- Cristiane Amorim, atriz baiana de cinquenta e três anos, mora no Rio de Janeiro há mais de duas décadas e ganhou destaque como Carmem em Êta Mundo Melhor.
- Ela contou que resistiu a neutralizar o sotaque nordestino, dizendo ter sido alvo de preconceito e xenofobia no meio artístico.
- A artista afirma buscar estabilidade profissional e sonha com a casa própria, criticando o favorecimento de famosos sem talento.
- Ao longo da carreira, atuou em Cordel Encantado, Joia Rara e Amor Perfeito, tendo iniciado na UFBA em mil novecentos e noventa e dois.
- O convite para Êta Mundo Melhor veio da diretora Amora Mautner; Cristiane diz que pretende explorar desde comédia até drama e vilania, mantendo o sotaque.
Cristiane Amorim, atriz baiana conhecida por Carmem na novela Êta Mundo Melhor, fala sobre a persistência do preconceito de sotaque no meio artístico e a busca por estabilidade profissional.
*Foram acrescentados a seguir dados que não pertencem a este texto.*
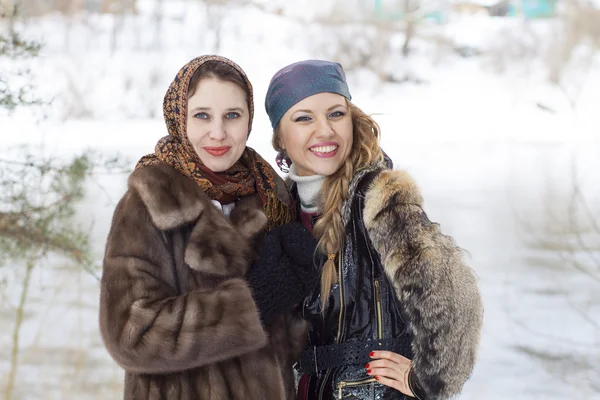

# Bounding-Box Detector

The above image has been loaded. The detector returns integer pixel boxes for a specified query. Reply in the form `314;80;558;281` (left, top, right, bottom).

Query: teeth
310;146;338;153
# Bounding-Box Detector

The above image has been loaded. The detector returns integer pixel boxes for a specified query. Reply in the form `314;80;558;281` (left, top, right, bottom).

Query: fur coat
292;164;483;400
100;164;306;400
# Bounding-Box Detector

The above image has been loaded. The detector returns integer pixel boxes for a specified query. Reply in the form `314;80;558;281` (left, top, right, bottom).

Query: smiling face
278;93;353;176
187;78;250;172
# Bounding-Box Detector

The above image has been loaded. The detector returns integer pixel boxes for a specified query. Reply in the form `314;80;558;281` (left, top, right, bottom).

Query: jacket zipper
375;279;383;340
318;252;344;400
338;378;375;399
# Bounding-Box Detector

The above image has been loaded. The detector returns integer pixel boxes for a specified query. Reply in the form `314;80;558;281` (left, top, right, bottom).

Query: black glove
246;222;320;325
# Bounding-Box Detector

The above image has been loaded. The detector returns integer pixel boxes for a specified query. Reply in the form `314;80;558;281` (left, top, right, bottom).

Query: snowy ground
0;3;600;400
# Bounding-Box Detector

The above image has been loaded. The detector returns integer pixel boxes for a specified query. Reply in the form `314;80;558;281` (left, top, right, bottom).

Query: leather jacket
292;169;412;400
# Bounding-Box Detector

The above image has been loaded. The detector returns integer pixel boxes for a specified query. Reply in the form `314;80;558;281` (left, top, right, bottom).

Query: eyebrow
294;104;346;114
190;107;244;112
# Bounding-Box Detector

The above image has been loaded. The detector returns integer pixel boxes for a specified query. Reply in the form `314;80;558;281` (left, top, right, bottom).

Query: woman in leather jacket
265;60;483;400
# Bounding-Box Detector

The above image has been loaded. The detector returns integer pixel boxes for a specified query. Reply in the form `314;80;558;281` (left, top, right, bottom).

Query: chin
204;160;234;172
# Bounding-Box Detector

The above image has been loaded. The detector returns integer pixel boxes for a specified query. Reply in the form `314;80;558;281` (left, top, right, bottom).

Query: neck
290;165;325;213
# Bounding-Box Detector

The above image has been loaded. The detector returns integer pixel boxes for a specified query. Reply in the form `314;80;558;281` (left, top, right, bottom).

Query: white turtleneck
290;164;325;213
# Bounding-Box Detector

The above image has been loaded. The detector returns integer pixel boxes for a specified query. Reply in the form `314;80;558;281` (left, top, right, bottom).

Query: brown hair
272;100;383;312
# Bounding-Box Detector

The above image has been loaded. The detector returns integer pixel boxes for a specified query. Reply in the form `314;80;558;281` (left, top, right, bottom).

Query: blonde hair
272;100;383;312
Ela afirma ter resistido à ideia de neutralizar o sotaque para conquistar oportunidades, mantendo o sotaque nordestino em cena.
A atriz, que vive no Rio de Janeiro há mais de duas décadas, revelou que o desafio de carreira segue presente. Ela destaca que, apesar de ter atuado em novelas como Cordel Encantado, Joia Rara e Amor Perfeito, o mercado ainda favorece a visibilidade de famosos, muitas vezes em detrimento de talentos consolidados.
Cristiane relembra o início da história na Êta Mundo Melhor, em que deu vida a uma falsa vidente. Ela aponta que o preconceito com o sotaque nordestino é xenofobia e ressalta que o Brasil é multicultural, o que deveria privilegiar a diversidade.
Sotaque e trajetória profissional
Além de defender o sotaque, Cristiane comenta sobre a instabilidade da profissão. Ela afirma ter visto colegas avançarem por meio de atalhos, enquanto talentos autênticos enfrentam portas fechadas e trabalhos intermitentes no audiovisual.
Sonhos e prioridades
A atriz diz sonhar com a casa própria e com maior estabilidade na carreira. Ela mostra interesse em evoluir para papéis de maior destaque, sem ficar dependente da volatilidade do mercado, e reforça a necessidade de reconhecimento sem abrir mão de sua identidade artística.